A black bear helps himself to a drink from the swimming pool of a Florida home. Photo provided by Patty Underwood/FWC
With more people comes the need for more housing. Some are content with high rise condos that leave a smaller footprint, but these are often located right on the water and can displace coastal wildlife and vegetation. For the thousands of families moving in weekly, more subdivisions, roads, stores, and schools are necessary. Inevitably, these lead to human-wildlife interactions that may or may not be positive experiences. In fast-growing south Santa Rosa County, I see almost daily reports of large black bears in backyards and trash cans. For smaller mammals, the threat of being hit by a car is unfortunately very common. For nearly every call we get about an exciting manatee sighting, we get word of a nerve-wracking interaction with a snake. As civilization moves closer to forested, once-wild areas, wildlife can be squeezed out, left without the protection of natural cover and drawn to human food and habitat.

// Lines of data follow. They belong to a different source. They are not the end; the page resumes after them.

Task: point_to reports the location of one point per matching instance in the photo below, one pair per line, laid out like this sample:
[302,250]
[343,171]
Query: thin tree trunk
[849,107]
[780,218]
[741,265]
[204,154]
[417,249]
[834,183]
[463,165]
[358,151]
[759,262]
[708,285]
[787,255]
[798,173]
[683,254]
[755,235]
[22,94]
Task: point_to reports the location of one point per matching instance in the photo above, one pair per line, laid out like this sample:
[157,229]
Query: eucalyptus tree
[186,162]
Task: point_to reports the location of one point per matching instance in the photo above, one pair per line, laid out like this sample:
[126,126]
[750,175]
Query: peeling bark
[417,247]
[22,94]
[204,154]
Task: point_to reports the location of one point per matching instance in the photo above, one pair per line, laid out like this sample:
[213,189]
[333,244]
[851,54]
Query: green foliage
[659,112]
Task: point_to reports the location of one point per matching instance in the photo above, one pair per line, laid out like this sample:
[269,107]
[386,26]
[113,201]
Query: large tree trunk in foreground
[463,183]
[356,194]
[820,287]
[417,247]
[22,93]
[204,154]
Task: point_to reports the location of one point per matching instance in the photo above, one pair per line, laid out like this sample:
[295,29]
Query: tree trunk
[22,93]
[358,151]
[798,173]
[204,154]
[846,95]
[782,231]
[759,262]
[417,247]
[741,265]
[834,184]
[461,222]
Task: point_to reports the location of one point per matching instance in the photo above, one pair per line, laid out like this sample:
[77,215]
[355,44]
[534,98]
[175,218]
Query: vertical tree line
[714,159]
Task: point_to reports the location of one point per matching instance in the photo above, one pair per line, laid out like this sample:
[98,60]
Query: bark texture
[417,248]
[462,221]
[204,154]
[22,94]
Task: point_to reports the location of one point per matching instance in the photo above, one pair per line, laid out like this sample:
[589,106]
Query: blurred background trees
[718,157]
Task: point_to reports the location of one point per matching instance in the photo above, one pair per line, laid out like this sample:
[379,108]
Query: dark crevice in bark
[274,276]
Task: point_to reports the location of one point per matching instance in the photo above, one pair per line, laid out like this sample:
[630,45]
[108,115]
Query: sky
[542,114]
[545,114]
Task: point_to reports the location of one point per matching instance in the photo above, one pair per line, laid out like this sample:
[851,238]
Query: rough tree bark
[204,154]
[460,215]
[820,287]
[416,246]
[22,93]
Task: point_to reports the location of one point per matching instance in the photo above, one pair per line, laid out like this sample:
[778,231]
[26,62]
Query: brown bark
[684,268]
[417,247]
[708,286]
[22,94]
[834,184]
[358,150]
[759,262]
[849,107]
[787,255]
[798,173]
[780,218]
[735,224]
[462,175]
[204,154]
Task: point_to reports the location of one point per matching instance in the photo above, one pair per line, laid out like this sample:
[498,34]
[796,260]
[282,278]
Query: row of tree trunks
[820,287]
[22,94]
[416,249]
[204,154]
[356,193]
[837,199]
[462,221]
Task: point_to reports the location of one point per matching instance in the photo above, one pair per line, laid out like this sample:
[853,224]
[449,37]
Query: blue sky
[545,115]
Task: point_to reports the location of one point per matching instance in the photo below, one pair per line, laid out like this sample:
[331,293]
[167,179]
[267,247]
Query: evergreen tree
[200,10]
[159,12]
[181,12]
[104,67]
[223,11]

A lush backyard landscape surrounds a recognition sign from the National Wildlife Federation. Photo credit: Carrie Stevenson, UF IFAS Extension
There are plenty of ways we can co-exist, though. A Florida-friendly yard is a wildlife-friendly yard, and those who go the extra mile can even be recognized by the National Wildlife Federation for their efforts. There are several steps one needs to take to become wildlife-friendly. The most important include providing food, water, and cover, so the animals’ basic needs are met. Actions like removing invasive species, keeping pets supervised when outdoors, and adding layers of vegetation are also excellent ways to attract and protect native creatures.
While small and medium sized animals can find shelter in a single yard, it takes neighborhood cooperation to be a haven for something larger, like deer, bears, birds of prey, or large tortoises. Some neighborhoods are designated from the beginning to include conservation easements that serve as amenities to the neighborhood. They include trails, shady waterfront areas, and plenty of space for wildlife. It is important when moving into one of these neighborhoods that each homebuyer understands and respects the purpose behind conservation areas. Residents of older, existing neighborhoods can also work together to designate common areas and stretches of adjoining yards as wildlife-friendly corridors, allowing more animals to use the space safely.
A gopher tortoise burrow is noted by a sign in a local city park. The tortoise is co-existing peacefully with its neighbors! Photo credit: Carrie Stevenson, UF IFAS Extension
In my own neighborhood in the city limits, a gopher tortoise has moved in and become a neighborhood mascot of sorts! When alerted to the presence of its burrow, the city brought in a sign explaining the animal’s protected status and crucial role in the environment. Floridians share their citizenship with thousands of other species. These breathtaking birds, fish, mammals, reptiles, and insects are integral to the health of our land and water. By taking steps to look out for their well-being, we are also providing for our own.